It is hard for this government to commit the ‘bandwidth’ required for hosting the G20.  Hosting is not just the host’s efforts to prepare for the leaders’ summit: fashioning the agenda and reaching consensus over a number of policy initiatives. It requires examining past agendas and bringing forward those policy efforts that can be advanced in the current year. It is also the various officials’ meetings at the cabinet level and below. The host needs to advance task force reports from ministers and international institutions and it requires coordinating efforts and insights from today’s many engagement groups – B20, L20, W20, C20 and T20 to  name some. 

Where are we, then, in the continuing G20 and T20 efforts?
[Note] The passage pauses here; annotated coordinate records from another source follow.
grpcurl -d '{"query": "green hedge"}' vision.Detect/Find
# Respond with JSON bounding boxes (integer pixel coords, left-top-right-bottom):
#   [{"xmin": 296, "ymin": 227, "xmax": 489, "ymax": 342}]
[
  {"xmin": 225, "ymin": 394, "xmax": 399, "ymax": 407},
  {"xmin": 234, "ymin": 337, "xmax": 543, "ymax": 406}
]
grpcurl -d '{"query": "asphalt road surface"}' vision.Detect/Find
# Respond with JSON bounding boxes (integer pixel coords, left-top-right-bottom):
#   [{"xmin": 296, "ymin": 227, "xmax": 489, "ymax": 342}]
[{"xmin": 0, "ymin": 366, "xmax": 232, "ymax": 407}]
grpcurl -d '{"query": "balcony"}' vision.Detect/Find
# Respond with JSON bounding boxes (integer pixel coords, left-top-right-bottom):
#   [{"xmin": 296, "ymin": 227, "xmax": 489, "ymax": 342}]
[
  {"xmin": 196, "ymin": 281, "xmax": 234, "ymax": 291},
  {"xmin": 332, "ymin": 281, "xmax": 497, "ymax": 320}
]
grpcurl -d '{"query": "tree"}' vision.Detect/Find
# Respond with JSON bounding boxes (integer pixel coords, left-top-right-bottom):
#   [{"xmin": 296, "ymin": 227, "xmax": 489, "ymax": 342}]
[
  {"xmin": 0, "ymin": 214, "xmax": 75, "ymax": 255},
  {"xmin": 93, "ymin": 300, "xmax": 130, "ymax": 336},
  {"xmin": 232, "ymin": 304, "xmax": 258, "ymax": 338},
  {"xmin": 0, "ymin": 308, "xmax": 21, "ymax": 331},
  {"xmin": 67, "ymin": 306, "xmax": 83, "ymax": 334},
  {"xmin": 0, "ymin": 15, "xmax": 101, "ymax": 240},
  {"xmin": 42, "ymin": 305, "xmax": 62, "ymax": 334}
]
Many hundreds of us have just recently attended in Buenos Aires for the final Argentinian T20.  The Argentinians put on a fabulous meeting.  Co-ordinated by co-hosts CARI (The Argentine Council for International Relations) and CIPPEC (Center for the Implementation of Public Policies Promoting Equity and Growth) these think tanks handed off a wide-ranging Communiqué to the Argentinian government – indeed a public presentation to President Macri.  This Communiqué was a product of 10 Task Forces that generated 80 Policy Briefs with as the Communiqué states “with evidence-based policy recommendations to address global challenges such as climate change, food security, multilateral and global inequality, among others.” The hope for the T20, expressed in the Communiqué is that “The Think 20 (T20) works to help the G20 find solutions to global challenges by putting forward concrete proposals that eschew sector-specific interests and are rooted in evidence-based research.”
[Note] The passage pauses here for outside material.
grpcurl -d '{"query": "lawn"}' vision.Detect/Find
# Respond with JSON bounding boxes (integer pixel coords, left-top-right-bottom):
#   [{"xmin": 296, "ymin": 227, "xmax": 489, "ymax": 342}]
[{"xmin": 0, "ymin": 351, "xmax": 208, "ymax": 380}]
And I believe the T20 does seek to to find solutions to global challenges.  For sure it needs to continue to work to provide solutions that can attract leaders and their officials to advance international collaboration in critical global issues: trade promotion without protectionism, climate change, financial resilience and reform, and the future of work, as only a few  subjects requiring global leadership attention.

But there are necessary conditions for advancing these efforts. On the policy side there has to be greater recognition in the work we do and acknowledge that our policy efforts can be advanced – but there is no collective G20. The United States is not willing – at least for now – to move forward on climate change, or on multilateral trade promotion, or on a wide-ranging reform of the the major institutions including the WTO. There can be progress. It will be done, however, without U.S. participation.  Large change is not likely; but pointed tailored reform proposals may advance the policy yardsticks.  But the think tanks have to take this international policy configuration into account. Otherwise, the proposals are disconnected from the reality of current G20 leadership.

And we have to be realistic over the current Argentinian G20 leadership.  This is a government that is struggling to contain an economic crisis. Officials are evidently distracted. President Macri was good enough to attend the T20, but it was perfunctory.  His speech was, I suspect, less that ten minutes and it was general and offered little to the global participants that attended. The confident return of Argentina to the global economy is for now is muted. All of us who work in the context of the G20 and its many engagement efforts need be willing to ‘bide our time’.  As I said in an earlier post here at Rising BRICSAM- we need to play ‘small ball’ for now. We need to wait our ‘global governance moment’.

I suspect it is not now, but we need to prepare.  I believe it will come.